PARIS (Reuters) - The French government is not objecting to a takeover of French smart chip component maker Linxens by China’s top state chip manufacturer Tsinghua Unigroup Ltd, as it considers the firm to be non-strategic, a finance ministry official said on Thursday.
Tsinghua Unigroup has signed a deal to acquire Linxens for about 2.2 billion euros ($2.6 billion), five people with direct knowledge of the matter told Reuters earlier this week.
France, like other European countries, has moved to tighten takeover rules to protect companies deemed strategic, as it walks a fine line between preserving a surge in investments and preventing its technology from falling into the hands of foreign powers like China.
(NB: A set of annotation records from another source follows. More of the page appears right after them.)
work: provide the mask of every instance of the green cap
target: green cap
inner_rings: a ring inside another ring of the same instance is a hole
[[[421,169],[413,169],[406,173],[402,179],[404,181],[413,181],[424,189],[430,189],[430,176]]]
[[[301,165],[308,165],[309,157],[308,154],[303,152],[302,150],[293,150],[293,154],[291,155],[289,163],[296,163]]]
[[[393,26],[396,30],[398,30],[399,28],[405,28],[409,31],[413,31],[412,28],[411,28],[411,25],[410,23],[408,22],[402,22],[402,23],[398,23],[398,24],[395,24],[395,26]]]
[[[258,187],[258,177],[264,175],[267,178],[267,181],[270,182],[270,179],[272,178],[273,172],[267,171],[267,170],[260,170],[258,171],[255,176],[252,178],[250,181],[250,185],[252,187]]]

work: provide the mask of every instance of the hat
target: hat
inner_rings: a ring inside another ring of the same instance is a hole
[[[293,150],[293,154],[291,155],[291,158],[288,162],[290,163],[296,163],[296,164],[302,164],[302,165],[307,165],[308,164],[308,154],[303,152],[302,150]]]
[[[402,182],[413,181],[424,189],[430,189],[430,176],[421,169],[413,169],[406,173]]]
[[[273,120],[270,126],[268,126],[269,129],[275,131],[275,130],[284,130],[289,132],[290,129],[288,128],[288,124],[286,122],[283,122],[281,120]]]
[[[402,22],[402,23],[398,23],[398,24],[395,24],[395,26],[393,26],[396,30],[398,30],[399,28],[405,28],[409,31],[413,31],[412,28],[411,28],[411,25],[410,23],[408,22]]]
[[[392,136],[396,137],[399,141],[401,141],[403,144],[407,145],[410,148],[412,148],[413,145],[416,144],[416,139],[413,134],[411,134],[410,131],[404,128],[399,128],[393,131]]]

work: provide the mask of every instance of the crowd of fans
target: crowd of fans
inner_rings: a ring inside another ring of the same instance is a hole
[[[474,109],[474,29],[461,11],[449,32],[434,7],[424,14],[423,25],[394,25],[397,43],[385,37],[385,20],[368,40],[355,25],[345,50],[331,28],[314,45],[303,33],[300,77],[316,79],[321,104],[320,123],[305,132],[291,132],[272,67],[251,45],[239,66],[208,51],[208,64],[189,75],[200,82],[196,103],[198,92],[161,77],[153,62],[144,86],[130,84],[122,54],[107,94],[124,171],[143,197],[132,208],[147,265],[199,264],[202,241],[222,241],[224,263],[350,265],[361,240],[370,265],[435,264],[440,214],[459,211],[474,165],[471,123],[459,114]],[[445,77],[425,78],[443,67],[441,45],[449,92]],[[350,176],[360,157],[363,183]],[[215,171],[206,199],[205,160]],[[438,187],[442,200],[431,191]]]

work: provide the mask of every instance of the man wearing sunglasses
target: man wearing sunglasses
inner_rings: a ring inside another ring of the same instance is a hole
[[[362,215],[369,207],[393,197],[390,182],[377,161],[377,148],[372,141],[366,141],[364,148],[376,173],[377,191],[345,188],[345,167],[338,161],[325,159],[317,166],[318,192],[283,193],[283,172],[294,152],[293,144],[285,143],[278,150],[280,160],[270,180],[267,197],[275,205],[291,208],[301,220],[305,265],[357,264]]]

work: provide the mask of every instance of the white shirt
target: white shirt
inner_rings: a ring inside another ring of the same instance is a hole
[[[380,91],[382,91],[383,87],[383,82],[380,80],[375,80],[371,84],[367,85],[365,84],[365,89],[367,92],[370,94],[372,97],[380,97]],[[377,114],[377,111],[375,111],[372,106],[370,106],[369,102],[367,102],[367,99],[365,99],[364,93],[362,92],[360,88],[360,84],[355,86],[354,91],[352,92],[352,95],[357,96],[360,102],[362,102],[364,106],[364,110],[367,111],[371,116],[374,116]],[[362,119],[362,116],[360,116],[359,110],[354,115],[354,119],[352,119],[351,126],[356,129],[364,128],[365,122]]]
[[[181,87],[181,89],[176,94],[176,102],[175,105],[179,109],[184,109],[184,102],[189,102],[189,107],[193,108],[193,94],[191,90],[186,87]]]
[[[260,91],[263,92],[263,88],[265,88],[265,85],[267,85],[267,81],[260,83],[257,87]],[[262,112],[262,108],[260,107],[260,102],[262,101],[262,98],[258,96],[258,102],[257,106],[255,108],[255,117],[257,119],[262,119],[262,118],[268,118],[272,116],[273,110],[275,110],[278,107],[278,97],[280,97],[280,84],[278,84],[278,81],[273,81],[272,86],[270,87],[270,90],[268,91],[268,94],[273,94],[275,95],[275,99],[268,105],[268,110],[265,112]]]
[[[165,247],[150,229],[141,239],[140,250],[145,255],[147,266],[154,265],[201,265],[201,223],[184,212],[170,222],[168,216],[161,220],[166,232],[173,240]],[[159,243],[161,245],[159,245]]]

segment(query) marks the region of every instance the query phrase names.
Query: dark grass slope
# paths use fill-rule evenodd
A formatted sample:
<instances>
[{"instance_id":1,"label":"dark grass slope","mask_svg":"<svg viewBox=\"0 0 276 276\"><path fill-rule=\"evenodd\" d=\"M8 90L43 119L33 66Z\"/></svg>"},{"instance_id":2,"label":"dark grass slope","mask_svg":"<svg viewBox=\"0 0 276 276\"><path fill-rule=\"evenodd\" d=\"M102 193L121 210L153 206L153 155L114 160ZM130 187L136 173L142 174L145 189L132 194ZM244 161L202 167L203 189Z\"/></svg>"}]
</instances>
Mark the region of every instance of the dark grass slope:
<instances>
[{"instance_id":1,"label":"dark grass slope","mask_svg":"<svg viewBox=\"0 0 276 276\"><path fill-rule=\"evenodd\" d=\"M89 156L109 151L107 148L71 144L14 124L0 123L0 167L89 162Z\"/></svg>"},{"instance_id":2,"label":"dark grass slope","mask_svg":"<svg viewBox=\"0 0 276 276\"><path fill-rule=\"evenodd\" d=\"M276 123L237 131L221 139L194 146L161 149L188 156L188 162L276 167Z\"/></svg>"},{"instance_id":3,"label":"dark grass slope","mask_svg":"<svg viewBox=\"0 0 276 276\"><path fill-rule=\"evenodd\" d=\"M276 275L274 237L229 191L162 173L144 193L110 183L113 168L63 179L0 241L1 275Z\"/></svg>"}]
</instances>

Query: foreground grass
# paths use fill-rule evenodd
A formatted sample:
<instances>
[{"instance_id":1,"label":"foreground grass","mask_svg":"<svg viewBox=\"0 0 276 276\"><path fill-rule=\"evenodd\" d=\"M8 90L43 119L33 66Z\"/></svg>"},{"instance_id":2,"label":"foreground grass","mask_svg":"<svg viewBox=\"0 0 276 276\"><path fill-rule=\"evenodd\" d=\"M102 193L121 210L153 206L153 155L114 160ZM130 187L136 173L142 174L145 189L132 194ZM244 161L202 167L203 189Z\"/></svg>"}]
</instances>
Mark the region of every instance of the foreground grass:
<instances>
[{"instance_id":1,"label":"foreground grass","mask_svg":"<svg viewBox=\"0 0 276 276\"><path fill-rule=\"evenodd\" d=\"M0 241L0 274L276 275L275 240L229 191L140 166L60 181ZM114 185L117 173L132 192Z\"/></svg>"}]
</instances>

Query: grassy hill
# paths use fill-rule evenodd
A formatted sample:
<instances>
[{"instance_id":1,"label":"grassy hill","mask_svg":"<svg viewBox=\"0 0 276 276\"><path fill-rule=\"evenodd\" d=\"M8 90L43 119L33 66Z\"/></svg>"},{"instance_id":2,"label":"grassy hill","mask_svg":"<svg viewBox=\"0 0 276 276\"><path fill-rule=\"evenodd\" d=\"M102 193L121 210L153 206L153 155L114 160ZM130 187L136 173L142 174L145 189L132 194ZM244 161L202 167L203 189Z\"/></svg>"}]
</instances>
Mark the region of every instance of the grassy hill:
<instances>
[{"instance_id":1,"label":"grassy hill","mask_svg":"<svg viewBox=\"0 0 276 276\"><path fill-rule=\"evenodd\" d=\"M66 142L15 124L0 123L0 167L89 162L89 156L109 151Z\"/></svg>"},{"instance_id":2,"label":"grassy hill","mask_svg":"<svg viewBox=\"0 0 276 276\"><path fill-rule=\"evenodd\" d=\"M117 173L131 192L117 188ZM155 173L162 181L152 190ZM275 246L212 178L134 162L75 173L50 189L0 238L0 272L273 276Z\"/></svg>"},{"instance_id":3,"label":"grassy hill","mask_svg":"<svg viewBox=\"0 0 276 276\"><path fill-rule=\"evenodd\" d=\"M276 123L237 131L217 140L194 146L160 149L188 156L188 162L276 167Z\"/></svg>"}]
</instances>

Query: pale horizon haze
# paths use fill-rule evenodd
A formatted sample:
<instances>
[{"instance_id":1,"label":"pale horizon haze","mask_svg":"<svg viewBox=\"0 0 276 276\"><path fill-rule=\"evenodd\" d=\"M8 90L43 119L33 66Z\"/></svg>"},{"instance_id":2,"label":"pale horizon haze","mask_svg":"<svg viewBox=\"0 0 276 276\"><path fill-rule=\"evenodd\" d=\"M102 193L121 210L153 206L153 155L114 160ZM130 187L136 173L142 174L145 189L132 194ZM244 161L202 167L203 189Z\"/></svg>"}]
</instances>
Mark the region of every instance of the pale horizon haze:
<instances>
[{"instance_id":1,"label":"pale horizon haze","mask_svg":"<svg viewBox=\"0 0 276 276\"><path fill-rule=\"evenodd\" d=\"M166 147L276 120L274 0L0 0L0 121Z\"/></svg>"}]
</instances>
But the government will not use a 2014 decree to block the acquisition of Linxens, the French official said, because the company does not make semi-conductors but instead makes the “passive”, non-strategic part of chips.
“France has not blocked anything,” the official told Reuters.
Linxens did not return repeated requests for comments.
Before the Linxens deal, Tsinghua accumulated a stake in Germany’s Dialog Semiconductor Plc (DLGS.DE).
So far this year, China has spent $45.5 billion on European assets, more than double year-ago levels, while its investments in the United States has dropped 75 percent to $1.9 billion, according to Thomson Reuters data.
Linxens, headquartered close to Paris, has 535 million euros in annual sales and employs 3,500 staff at nine production sites globally. It also has offices in China, Singapore and Thailand.